By Laws

NY 3Rs Association, Inc. By-Laws

Article I. Name

The name of this educational corporation shall be the NY 3Rs Association, Inc.

Article II. Purpose

The purpose of this educational corporation shall be to improve library services in New York; to increase cooperation and resource sharing among libraries and library systems in New York; to support improved economic development, health care, and information technology thorough libraries in New York; to increase awareness of reference and research library resources systems; and to provide professional support for the effective operation of reference and research library resources systems in New York.

Article III. Membership

Eligibility: Each reference and research library resources system in New York State shall be eligible for membership.

Voting: Each executive director from a reference and research library resources system in good standing shall be the voting representative of its member system. A system will be a member in good standing if its membership is paid.

Membership Year: The membership year shall begin July 1 and end June 30.

Quorum: A majority of the voting members present at any membership meeting shall constitute a quorum.

Article IV: Meetings

Annual Meeting: The corporation will hold an annual meeting.

Membership Meetings: There will be at least four membership meetings held annually. Meetings may be in-person, or may be conducted via conference call or other networked or telecommunication method.

Quorum: A majority of the voting members present at any membership meeting shall constitute a quorum.

Article V: Board of Trustees

There shall be five members of the Board of Trustees, to be elected by the membership. Elections shall occur at the annual meeting.

Term of office: All Board of Trustees members shall serve terms of two years and shall continue to serve until replaced.

Article VI: Officers

The officers of the organization shall be Chair, Vice-Chair/Chair-elect, Secretary, and Treasurer. All officers shall serve terms of two years and shall continue to serve until replaced.

Duties: The Chair shall prepare agendas for all meetings, preside at all meetings, appoint committees, and serve as official representative for the organization.

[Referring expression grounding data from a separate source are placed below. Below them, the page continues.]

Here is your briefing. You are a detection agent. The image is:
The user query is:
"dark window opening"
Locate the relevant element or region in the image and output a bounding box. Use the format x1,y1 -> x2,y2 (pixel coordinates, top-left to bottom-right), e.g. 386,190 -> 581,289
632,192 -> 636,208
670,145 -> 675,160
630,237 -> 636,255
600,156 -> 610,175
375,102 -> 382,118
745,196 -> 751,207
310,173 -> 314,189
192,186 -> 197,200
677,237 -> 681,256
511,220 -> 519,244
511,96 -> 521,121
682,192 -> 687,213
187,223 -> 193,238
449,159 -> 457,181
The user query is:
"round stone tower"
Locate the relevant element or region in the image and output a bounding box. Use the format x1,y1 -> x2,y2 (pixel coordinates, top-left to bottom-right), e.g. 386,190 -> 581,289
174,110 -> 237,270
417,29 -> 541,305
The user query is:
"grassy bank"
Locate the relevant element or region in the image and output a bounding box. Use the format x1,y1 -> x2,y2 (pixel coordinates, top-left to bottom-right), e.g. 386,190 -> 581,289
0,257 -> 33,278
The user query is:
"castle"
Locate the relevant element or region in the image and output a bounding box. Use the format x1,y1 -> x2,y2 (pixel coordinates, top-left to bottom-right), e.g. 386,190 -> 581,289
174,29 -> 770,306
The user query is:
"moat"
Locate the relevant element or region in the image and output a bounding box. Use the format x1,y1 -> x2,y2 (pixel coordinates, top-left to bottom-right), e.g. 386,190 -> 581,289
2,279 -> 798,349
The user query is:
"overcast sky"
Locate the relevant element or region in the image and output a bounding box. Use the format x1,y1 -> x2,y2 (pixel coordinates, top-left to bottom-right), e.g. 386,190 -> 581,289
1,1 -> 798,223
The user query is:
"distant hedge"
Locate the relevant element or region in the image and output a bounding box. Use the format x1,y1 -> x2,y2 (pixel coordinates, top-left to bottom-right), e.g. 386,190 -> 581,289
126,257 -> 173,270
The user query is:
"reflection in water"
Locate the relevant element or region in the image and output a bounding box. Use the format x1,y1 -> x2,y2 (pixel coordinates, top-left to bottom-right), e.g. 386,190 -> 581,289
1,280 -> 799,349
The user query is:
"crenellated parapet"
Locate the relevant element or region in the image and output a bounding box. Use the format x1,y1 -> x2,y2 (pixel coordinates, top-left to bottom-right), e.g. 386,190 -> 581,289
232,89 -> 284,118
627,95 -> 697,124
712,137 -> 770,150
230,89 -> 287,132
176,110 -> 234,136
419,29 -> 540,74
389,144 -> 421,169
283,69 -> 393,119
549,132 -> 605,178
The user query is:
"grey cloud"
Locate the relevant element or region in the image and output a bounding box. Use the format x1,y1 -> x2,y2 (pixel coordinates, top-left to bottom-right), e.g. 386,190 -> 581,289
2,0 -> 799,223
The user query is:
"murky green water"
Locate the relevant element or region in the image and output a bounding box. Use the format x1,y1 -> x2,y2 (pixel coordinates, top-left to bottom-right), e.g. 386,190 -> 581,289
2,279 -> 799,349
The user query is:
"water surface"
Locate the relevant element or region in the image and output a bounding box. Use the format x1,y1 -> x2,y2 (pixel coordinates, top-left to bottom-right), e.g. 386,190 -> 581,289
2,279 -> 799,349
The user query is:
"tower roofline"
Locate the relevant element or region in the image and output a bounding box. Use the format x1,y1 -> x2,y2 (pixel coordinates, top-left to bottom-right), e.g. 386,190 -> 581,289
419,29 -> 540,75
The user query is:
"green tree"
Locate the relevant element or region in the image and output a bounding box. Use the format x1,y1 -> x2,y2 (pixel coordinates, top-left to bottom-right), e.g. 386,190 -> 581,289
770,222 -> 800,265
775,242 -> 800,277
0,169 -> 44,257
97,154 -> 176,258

The Vice-Chair/Chair-elect shall serve in the absence of the Chair and shall coordinate the organization’s education agenda.
The Secretary shall maintain correspondence for the organization, keep minutes of all meetings and distribute them no later than two weeks after each meeting. The Treasure shall keep financial records, bill members for dues, deposit all funds in the account of the organization, and disburse funds as authorized by the Board of Trustees.

Elections: Elections of officers will occur during the organization’s annual meeting.

Article VII : Committees

Committees may be established to further the mission of the organization. Duties of such committees shall be determined at the time of their establishment. All committees shall report to the membership. All committees shall lapse twelve months after their creation unless renewed.

Article VIII: Finances

Fiscal Year: The fiscal year shall begin July 1 and end June 30.

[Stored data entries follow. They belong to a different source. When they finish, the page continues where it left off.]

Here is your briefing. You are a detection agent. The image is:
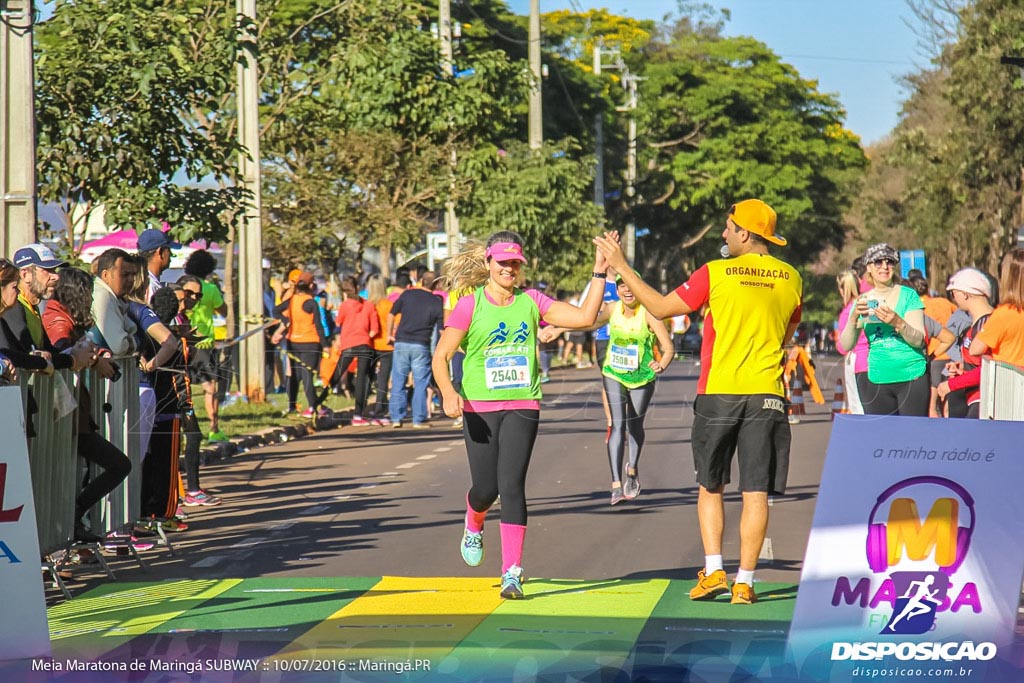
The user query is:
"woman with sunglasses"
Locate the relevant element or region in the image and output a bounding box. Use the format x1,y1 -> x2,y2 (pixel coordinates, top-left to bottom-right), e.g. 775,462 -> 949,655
839,243 -> 929,416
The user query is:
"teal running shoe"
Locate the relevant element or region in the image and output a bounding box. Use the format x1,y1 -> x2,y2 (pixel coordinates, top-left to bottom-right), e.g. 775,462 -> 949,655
460,528 -> 484,567
500,564 -> 524,599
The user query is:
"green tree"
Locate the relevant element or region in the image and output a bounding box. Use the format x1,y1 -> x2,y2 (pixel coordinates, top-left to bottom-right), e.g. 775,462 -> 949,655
35,0 -> 248,249
260,0 -> 526,274
461,140 -> 603,290
848,0 -> 1024,287
634,28 -> 866,280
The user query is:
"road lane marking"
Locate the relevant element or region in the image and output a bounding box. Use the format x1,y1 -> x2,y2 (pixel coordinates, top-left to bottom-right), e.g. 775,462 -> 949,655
396,463 -> 419,469
760,537 -> 774,562
433,447 -> 452,452
417,454 -> 437,460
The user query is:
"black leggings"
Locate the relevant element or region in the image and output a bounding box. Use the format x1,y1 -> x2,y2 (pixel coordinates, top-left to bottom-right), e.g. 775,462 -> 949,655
76,432 -> 131,520
464,410 -> 539,526
182,411 -> 203,492
142,417 -> 181,519
287,342 -> 321,411
320,345 -> 373,415
857,372 -> 930,416
602,376 -> 656,482
372,350 -> 393,415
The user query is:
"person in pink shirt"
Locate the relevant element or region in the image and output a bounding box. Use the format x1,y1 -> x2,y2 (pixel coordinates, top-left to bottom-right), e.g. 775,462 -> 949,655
432,230 -> 610,599
834,269 -> 866,414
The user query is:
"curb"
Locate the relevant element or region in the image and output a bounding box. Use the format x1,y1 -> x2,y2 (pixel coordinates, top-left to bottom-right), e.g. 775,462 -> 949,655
195,418 -> 346,466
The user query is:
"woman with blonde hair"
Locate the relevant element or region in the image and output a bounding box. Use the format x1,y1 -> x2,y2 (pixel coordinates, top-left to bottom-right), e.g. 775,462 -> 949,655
432,230 -> 609,599
834,269 -> 865,414
365,274 -> 394,424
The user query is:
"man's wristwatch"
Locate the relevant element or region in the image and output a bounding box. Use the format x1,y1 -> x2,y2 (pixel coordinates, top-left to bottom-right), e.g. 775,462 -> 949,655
592,272 -> 607,279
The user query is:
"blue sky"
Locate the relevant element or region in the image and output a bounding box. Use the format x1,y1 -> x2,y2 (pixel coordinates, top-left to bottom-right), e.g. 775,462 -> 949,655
507,0 -> 925,146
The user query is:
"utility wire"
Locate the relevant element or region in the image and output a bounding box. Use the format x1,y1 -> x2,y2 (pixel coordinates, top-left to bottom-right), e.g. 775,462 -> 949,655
461,2 -> 528,45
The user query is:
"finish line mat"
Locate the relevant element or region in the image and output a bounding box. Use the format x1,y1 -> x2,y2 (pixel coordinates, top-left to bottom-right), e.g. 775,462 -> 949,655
3,576 -> 797,682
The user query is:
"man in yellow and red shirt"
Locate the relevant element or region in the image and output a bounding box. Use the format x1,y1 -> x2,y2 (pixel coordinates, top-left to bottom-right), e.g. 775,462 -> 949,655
595,199 -> 802,606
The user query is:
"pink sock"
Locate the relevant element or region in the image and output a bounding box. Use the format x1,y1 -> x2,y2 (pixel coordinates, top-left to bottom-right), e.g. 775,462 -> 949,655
465,495 -> 487,533
500,523 -> 527,573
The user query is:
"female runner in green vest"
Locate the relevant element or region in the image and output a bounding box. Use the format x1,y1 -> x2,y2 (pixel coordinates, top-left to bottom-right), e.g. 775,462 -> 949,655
432,230 -> 610,599
593,272 -> 673,504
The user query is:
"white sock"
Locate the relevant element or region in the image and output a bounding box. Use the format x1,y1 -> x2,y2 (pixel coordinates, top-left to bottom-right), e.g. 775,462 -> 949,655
704,555 -> 723,574
736,568 -> 755,586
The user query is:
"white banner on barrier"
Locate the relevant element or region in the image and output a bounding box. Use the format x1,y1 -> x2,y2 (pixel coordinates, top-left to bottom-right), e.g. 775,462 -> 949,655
788,415 -> 1024,682
0,387 -> 51,661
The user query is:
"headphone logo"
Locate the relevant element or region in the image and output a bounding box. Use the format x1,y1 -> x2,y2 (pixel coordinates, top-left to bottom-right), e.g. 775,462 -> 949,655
865,476 -> 975,635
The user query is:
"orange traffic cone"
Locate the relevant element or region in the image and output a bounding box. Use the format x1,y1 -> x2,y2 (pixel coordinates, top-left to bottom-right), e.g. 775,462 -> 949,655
789,379 -> 806,417
831,379 -> 846,421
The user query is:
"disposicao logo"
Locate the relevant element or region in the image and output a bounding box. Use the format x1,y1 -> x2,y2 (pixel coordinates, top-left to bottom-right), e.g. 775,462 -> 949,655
827,476 -> 995,663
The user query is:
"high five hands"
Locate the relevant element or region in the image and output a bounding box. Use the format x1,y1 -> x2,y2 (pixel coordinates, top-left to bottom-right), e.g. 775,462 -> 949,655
593,231 -> 627,273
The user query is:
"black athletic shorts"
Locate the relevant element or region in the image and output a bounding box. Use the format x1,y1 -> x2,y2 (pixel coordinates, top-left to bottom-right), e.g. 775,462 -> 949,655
189,347 -> 219,385
595,339 -> 609,367
568,331 -> 590,346
691,394 -> 791,494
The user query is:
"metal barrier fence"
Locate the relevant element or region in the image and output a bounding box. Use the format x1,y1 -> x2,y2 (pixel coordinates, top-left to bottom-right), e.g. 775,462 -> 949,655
19,362 -> 143,557
19,371 -> 78,556
85,360 -> 143,529
979,357 -> 1024,421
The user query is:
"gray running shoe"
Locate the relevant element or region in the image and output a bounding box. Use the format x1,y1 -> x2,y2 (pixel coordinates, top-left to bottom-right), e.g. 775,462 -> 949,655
610,485 -> 624,506
623,467 -> 641,500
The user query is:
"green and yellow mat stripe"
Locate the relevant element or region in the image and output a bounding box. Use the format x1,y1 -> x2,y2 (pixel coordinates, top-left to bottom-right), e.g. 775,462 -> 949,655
23,577 -> 797,680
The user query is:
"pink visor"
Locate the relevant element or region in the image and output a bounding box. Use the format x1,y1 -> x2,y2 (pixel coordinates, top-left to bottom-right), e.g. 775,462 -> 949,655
485,242 -> 527,262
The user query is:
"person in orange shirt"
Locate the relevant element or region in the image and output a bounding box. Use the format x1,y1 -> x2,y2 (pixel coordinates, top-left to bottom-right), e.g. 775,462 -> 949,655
275,271 -> 327,417
970,248 -> 1024,368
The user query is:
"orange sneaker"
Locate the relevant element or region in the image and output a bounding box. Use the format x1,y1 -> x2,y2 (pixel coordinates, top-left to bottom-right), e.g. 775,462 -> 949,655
731,582 -> 757,605
688,569 -> 729,600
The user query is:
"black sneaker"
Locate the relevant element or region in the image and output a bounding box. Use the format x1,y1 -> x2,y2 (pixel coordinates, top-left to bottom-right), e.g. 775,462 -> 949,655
74,521 -> 103,544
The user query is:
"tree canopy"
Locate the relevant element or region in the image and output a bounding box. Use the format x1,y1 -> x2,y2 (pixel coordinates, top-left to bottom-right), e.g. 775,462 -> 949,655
33,0 -> 875,317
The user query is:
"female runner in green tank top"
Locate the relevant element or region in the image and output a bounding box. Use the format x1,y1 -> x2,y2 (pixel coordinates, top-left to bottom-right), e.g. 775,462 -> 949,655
432,230 -> 611,599
546,270 -> 673,504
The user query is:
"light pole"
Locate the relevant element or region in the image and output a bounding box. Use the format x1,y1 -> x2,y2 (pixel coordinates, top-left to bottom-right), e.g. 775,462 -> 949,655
439,0 -> 460,258
0,0 -> 37,255
236,0 -> 265,402
528,0 -> 542,150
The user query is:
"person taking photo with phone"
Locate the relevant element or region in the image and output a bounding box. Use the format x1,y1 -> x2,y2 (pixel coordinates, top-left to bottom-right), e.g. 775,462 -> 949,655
838,243 -> 928,416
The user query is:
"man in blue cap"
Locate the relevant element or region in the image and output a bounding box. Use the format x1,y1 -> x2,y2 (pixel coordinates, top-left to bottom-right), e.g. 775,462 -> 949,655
137,228 -> 181,302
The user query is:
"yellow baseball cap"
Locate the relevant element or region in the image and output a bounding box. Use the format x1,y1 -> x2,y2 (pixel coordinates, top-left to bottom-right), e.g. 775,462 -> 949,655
729,199 -> 786,246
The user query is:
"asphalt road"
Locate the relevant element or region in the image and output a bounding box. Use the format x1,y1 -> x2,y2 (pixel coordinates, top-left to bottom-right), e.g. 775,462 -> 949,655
55,354 -> 844,598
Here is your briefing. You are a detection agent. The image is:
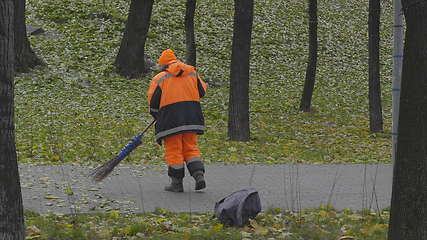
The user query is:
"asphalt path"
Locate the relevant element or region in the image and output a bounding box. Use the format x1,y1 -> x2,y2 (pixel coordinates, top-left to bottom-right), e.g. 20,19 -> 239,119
19,164 -> 392,214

Membership Fees: Membership fees shall be approved by a majority of the voting representatives present at a membership meeting.

Article IX: Parliamentary Authority

The rules contained in the most recent issue of Robert’s Rules of Order shall govern the proceedings of this organization in all matters not covered by the organization’s bylaws or articles of incorporation.

Article X: Activities

No substantial part of the activities of this corporation shall be the carrying on of propaganda, or otherwise attempting to influence legislation (except as otherwise provided by Internal Revenue Service code 501 [h]), or participation in, or intervening in (including the publication or distribution of statements), any political campaigning on behalf of any candidate for public office.

Article XI: Dissolution of the Organization

In order for this organization to conform with Section 501 (c) (3) of the Internal Revenue Code, the following procedures shall be followed in the event of the dissolution of the organization:

Upon dissolution of this organization, assets of the organization shall be distributed for one or more exempt purposes within the meaning of Section 501 (c) (3) of the Internal Revenue Service Code or corresponding section of any future tax code, or shall be distributed to the federal government, for a public purpose.

Article XII: Amendment of the Bylaws

These Bylaws may be amended by a two-thirds vote of those members present at a regular membership meeting, after written notice to all members at least one week prior to that meeting.